TensorRT  7.2.1.6
NVIDIA TensorRT
Looking for a C++ dev who knows TensorRT?
I'm looking for work. Hire me!
All Classes Namespaces Functions Variables Typedefs Enumerations Enumerator Friends Pages
[EXPERIMENTAL] Precision

Table of Contents

Introduction

The precision tool can be used to determine which layers of a TensorRT network need to be run in a higher precision in order to maintain the desired accuracy.

The tool works by iteratively marking a subset of the layers in the network in the specified higher precision (float32 by default). Then, it checks the accuracy against golden outputs and attempts to find the minimum number of layers that should be run in a higher precision.

The golden outputs required can be generated separately by other Polygraphy tools, such as polygraphy run

NOTE: You can greatly increase the speed of this tool by allowing it to create a calibration cache. See step 2 in the example for details.

Usage

See polygraphy precision -h for usage information.

Modes

This tool includes several different subtools, or modes, which control how it decides which layers to mark in a higher precision.

  • bisect: Performs a binary search by marking groups of adjacent layers in the network. For example, it may mark the first N layers in FP32. If the network passes, then it will attempt to mark only N/2 layers. If that passes, it will mark N/4 layers, otherwise, 3N/4, and so on.
  • linear: Performs a linear search by marking layers one at a time. For example, it may mark only the 1st layer in FP32. If that fails, then it will mark the 2nd, then the 3rd, 4th, and so on.
  • worst-first: Attempts to find the layers that introduce the most error (i.e. the layers that see the greatest increase in required tolerance compared to the previous layer) and marks the top N worst layers first.

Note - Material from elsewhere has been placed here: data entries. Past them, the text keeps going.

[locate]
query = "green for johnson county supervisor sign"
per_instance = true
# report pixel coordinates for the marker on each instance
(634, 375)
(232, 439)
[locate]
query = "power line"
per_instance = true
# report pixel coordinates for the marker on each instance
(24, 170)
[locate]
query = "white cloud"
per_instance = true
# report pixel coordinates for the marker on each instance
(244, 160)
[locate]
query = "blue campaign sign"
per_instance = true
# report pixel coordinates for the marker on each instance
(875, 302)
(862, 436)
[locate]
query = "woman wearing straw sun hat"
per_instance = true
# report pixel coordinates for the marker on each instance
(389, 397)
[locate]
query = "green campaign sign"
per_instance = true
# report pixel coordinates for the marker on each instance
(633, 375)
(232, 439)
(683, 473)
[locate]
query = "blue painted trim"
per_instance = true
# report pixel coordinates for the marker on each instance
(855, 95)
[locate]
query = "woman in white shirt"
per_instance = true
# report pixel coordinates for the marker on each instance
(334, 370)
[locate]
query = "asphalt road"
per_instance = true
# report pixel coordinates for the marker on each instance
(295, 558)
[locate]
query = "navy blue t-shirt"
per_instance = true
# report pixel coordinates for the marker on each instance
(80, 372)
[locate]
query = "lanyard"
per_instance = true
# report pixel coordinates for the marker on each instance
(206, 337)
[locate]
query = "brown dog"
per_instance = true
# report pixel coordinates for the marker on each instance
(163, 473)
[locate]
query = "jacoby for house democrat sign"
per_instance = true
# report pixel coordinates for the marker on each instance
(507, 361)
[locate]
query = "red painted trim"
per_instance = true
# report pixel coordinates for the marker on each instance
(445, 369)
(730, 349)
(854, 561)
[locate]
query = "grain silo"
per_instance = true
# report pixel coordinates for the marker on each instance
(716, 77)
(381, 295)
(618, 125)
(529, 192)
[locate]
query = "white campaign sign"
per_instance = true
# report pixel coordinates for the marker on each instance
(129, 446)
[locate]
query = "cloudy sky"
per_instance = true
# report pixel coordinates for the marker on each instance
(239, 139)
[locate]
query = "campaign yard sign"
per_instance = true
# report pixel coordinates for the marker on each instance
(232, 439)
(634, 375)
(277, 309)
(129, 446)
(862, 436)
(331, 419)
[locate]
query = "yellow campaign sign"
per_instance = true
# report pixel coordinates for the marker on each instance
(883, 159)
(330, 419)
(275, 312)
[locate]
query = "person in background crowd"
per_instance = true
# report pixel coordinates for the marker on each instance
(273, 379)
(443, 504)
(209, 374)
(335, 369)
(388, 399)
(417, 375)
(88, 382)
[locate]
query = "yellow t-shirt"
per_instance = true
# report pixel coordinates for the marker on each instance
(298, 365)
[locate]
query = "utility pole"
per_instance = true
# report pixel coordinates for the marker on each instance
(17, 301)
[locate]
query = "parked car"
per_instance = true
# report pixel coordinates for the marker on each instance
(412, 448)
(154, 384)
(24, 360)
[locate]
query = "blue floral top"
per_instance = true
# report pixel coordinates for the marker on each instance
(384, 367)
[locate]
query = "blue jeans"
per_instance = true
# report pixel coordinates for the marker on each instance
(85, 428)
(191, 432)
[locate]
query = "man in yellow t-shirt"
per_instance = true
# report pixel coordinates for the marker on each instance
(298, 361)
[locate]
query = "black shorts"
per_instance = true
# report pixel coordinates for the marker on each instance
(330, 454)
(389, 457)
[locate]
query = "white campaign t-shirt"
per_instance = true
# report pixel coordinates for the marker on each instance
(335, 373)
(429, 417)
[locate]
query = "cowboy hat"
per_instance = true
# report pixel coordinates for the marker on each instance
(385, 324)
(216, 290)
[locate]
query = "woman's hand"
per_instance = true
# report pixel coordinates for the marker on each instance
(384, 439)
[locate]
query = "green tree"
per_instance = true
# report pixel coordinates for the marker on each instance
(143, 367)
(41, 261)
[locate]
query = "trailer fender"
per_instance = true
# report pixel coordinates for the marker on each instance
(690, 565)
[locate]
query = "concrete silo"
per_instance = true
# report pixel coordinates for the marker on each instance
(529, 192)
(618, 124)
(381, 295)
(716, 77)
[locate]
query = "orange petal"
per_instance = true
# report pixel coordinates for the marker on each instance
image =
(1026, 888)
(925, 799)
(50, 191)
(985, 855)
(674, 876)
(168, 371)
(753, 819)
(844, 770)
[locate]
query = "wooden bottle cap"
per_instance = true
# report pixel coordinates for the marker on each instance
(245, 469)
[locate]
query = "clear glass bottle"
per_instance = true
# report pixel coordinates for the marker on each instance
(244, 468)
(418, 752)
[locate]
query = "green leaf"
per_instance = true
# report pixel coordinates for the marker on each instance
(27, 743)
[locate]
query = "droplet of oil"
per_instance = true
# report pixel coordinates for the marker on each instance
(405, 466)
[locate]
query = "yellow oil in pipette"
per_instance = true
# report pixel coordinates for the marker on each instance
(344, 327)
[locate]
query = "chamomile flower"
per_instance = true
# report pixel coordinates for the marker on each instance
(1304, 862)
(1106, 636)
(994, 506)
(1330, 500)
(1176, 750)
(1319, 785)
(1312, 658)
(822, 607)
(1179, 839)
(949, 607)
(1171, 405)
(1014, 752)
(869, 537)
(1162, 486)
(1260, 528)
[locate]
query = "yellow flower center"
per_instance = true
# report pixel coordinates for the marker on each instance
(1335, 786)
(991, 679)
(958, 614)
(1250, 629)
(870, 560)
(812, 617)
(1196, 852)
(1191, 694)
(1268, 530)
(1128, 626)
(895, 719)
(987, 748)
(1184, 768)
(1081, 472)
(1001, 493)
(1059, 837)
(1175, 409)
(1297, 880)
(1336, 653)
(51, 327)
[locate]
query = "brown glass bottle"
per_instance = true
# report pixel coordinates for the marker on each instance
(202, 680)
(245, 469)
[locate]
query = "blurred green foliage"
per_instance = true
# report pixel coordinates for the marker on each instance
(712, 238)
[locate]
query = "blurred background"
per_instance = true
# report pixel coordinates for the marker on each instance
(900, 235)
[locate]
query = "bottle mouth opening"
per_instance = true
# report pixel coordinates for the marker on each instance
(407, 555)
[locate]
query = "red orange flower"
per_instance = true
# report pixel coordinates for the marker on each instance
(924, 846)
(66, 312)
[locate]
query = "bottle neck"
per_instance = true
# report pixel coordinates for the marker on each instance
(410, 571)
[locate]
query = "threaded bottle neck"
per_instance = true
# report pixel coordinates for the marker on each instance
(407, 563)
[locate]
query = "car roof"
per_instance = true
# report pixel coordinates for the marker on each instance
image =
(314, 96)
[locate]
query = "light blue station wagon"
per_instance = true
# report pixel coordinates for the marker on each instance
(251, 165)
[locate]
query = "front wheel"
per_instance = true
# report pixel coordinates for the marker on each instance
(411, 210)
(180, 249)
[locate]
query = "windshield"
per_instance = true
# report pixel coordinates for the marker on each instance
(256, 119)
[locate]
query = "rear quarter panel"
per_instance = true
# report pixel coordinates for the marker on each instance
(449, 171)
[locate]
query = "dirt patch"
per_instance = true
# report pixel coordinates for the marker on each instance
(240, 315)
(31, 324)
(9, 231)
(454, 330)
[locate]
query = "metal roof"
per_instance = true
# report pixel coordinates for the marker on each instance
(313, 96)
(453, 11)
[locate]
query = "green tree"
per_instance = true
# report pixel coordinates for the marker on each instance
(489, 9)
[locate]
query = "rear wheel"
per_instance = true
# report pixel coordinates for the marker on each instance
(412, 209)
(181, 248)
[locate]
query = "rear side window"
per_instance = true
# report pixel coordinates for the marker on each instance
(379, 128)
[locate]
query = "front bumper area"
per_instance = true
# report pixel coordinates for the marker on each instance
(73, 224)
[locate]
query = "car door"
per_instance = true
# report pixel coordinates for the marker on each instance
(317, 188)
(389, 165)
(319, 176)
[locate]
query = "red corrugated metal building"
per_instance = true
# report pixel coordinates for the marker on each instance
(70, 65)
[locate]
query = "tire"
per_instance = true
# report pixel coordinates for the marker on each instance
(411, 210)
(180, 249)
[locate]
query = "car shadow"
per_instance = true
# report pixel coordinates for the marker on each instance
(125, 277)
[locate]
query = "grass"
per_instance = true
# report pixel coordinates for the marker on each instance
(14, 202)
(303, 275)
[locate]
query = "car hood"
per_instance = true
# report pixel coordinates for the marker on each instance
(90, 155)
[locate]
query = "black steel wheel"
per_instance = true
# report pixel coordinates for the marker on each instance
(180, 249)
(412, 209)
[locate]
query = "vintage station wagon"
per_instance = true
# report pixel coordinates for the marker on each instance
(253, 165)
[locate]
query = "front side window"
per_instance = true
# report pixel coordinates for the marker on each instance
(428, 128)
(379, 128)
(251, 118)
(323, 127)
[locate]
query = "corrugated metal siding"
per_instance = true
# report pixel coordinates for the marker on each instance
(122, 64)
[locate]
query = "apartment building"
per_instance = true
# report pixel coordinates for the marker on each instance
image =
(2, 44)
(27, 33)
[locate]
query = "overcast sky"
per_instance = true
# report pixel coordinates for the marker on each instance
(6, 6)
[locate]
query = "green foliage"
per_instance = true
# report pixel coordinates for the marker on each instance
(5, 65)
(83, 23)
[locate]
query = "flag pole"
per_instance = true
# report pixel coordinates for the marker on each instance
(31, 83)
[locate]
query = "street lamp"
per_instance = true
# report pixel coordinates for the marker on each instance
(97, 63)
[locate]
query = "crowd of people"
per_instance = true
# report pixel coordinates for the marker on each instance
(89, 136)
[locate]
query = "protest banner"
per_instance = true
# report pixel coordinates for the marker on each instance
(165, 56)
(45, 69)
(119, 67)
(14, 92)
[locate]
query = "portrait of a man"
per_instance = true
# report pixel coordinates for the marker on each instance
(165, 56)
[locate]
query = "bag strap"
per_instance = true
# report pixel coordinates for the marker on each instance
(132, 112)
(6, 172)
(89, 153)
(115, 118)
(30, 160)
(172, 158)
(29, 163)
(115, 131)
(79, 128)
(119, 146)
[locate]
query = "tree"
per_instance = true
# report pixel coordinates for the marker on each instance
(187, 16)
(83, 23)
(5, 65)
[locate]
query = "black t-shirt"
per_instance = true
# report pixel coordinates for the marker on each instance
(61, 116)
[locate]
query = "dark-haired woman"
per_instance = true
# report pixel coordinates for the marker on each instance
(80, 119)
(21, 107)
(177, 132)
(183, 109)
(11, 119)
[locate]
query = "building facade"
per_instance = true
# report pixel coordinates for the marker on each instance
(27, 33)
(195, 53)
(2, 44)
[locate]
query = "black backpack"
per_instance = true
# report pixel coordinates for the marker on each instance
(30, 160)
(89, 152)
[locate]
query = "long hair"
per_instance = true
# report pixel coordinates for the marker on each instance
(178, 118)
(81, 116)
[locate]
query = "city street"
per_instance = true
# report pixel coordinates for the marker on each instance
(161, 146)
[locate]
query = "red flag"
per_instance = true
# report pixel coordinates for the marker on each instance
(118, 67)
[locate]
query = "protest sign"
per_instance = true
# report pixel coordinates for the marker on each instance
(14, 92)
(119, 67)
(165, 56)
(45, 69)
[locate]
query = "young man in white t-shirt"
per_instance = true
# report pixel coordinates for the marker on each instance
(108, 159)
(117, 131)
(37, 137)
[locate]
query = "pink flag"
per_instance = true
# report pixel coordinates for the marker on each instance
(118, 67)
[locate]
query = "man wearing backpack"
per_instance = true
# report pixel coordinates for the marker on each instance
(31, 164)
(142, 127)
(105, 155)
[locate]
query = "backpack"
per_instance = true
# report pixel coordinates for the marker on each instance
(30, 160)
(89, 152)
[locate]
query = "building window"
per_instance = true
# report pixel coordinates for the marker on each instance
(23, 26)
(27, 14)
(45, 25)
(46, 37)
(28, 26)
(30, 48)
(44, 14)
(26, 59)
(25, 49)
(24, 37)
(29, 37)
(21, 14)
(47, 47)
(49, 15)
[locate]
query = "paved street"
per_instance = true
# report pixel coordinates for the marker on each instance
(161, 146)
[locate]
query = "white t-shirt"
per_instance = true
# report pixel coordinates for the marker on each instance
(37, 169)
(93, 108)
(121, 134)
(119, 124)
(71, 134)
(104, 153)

    NOTE: This mode depends on being able to mark every layer of the network as an output. Additionally, it assumes that subsequent outputs come from subsequent layers, and therefore may not correctly find the worst layers if layers produce multiple outputs.

Examples

Debugging An Inaccurate Network

In this example, we assume that model.onnx is a model that is not working when all layers are marked to run in int8 precision.

  1. Generate the golden outputs using ONNX Runtime:

    ```bash polygraphy run model.onnx –onnxrt –save-results=golden.pkl ```

  2. Use precision's bisect mode to perform a binary search over the model.

    ```bash polygraphy precision bisect model.onnx –golden=golden.pkl –mode=forward –int8 –precision=float32 –calibration-cache=model_calibration.cache ```

    --mode=forward indicates that the algorithm will mark layers to run in a higher precision starting from the inputs of the network. You can use reverse to mark layers starting from the outputs of the networks.

    --precision=float32 indicates that the higher precision to mark layers with should be trt.float32. You can try using lower precisions like float16 for better performance.

    --calibration-cache allows you to save calibration data to the disk, which eliminates the need to generate it each time. It is strongly recommended to use this option, as it can greatly speed up the process.

  3. After precision completes, if acceptable accuracy was achieved, you should see a message like: ``` [I] To achieve acceptable accuracy, try running the first 36 layers in DataType.FLOAT precision ```

    precision will also display information about tolerances required for each iteration, and information about which layers it ran in a higher precision.